Wesley Collected Works Vol 10
| Author | John Wesley |
|---|---|
| Type | treatise |
| Year | None |
| Passage ID | jw-wesley-collected-works-vol-10-223 |
| Words | 391 |
2. As to the grounds of it: If infants are guilty of original
sin, then they are proper subjects of baptism; seeing, in the
ordinary way, they cannot be saved, unless this be washed away
by baptism. It has been already proved, that this original
stain cleaves to every child of man; and that hereby they are
children of wrath, and liable to eternal damnation. It is true,
the Second Adam has found a remedy for the disease which
came upon all by the offence of the first. But the benefit
of this is to be received through the means which he hath
appointed; through baptism in particular, which is the ordi
mary means he hath appointed for that purpose; and to
which God hath tied us, though he may not have tied himself. Indeed, where it cannot be had, the case is different, but
extraordinary cases do not make void a standing rule. This
therefore is our First ground. Infants need to be washed from
original sin; therefore they are proper subjects of baptism. 3. Secondly. If infants are capable of making a covenant,
and were and still are under the evangelical covenant, then
they have a right to baptism, which is the entering seal
thereof. But infants are capable of making a covenant, and
were and still are under the evangelical covenant. The custom of nations and common reason of mankind prove
that infants may enter into a covenant, and may be obliged by
compacts made by others in their name, and receive advantage
by them. But we have stronger proof than this, even God's
own word: “Ye stand this day all of you before the Lord,
--your captains, with all the men of Israel; your little ones,
your wives and the stranger,-that thou shouldest enter into
covenant with the Lord thy God.” (Deut. xxix. 10-12.)

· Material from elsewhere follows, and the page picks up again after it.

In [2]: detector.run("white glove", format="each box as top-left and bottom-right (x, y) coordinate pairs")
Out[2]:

Now, God would never have made a covenant with little ones,
if they had not been capable of it. It is not said children
only, but little children, the Hebrew word properly signifying
infants. And these may be still, as they were of old, obliged
to perform, in aftertime, what they are not capable of per
forming at the time of their entering into that obligation. 4. The infants of believers, the true children of faithful
Abraham, always were under the gospel covenant.